Como un eco a esa tradición que quiere ser reivindicada, Leonor Espinosa, la reconocida chef, decidió contarle al mundo en Bogotá Madrid Fusión sobre eso que hacen los indígenas en el Amazonas con el polvo verde, y lo puso en uno de sus platos, en el primer restaurante colombiano que hace parte de la lista “The World Fifty Best”.

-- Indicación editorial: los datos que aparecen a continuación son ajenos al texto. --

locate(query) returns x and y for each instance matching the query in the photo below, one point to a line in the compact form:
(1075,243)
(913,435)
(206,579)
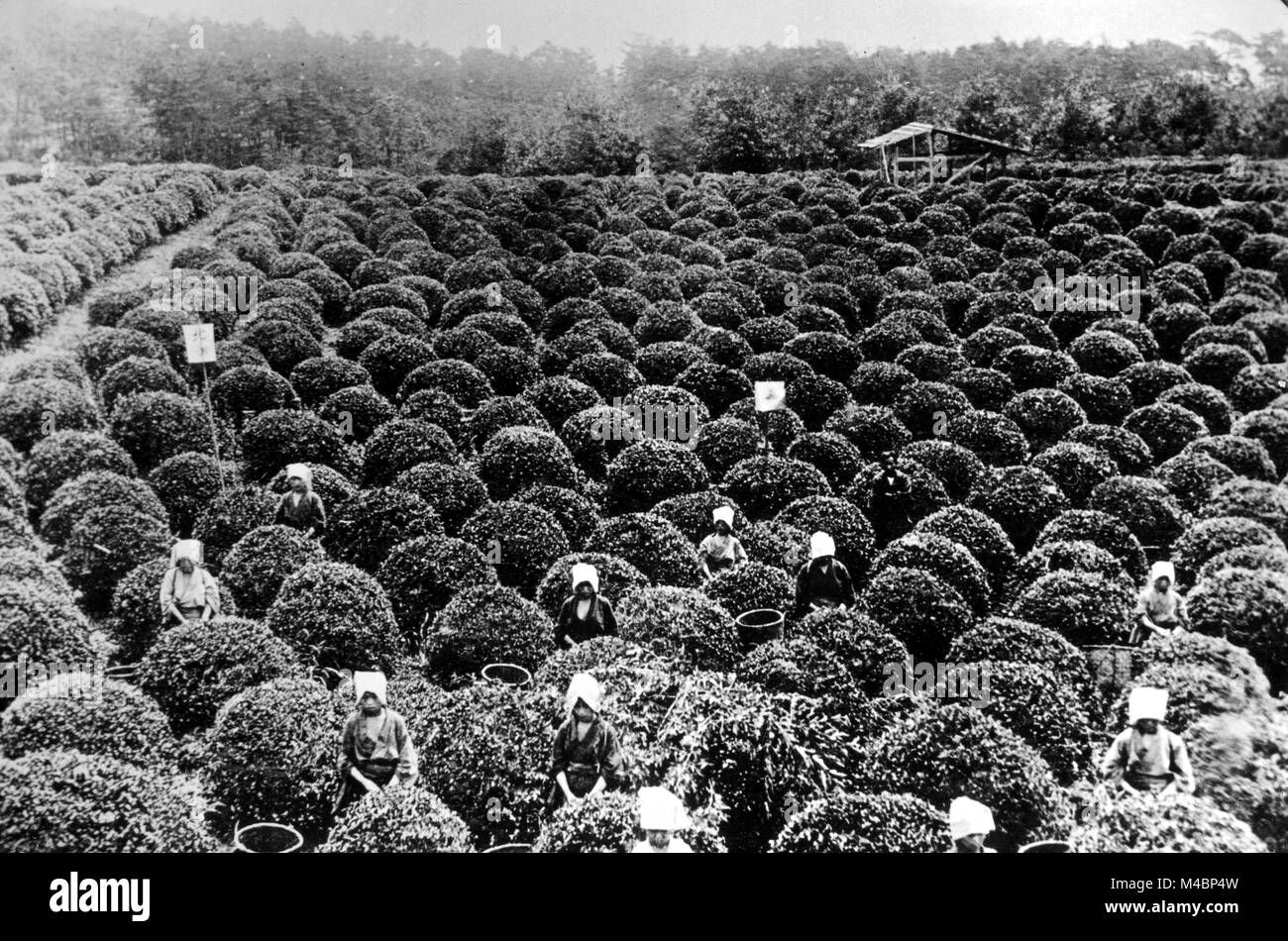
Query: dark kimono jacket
(585,761)
(597,622)
(823,585)
(308,512)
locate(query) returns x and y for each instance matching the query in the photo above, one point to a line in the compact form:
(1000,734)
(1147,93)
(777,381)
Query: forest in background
(119,86)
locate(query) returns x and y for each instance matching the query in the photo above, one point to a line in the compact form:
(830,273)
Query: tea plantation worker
(1159,608)
(375,747)
(890,488)
(823,580)
(585,759)
(721,549)
(188,592)
(1146,756)
(970,823)
(661,815)
(584,614)
(300,507)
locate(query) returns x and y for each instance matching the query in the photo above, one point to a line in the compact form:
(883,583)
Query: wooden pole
(214,430)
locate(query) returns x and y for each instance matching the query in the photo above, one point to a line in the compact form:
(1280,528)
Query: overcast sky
(603,26)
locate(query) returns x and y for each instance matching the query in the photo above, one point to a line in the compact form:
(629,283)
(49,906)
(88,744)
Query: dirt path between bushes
(153,261)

Otro chef, el de Salvo Patria, decidió hacer una pasta para una especie de ramen muy colombiano. Y Mónica Ríos, en el Gato Dumas, decidió escuchar esas historias, y sus estudiantes se comieron el cuento. Ya no eran indígenas en la maloca, ni un polvo blanco ilegal, sino unos estudiantes, un 11 de diciembre, contándonos a los que aceptamos la invitación, que es coca, no cocaína, y que ese polvo verde, con sabor amargo y tan herbal, sirve para hacer mantequillas, helados, chocolatinas y Kombucha, los resultados de su investigación gastronómica. Que además suprime la sensación de hambre, de sed, “mejora la homeóstasis de la glucosa”, y ayuda a concentrarnos.
Y entonces en ese mar de violencia y polvos ilegales, había gente queriendo cambiar el mundo, convencidos de que la comida es un acto político, de que contar el cuento sirve para algo. Y una de esas niñas de apartamento que creció escuchando “no cultives la mata que mata”, terminó en un mambeadero, comiendo espaguetis de coca, y queriendo contar el cuento, para ver si alguien más se lo comía.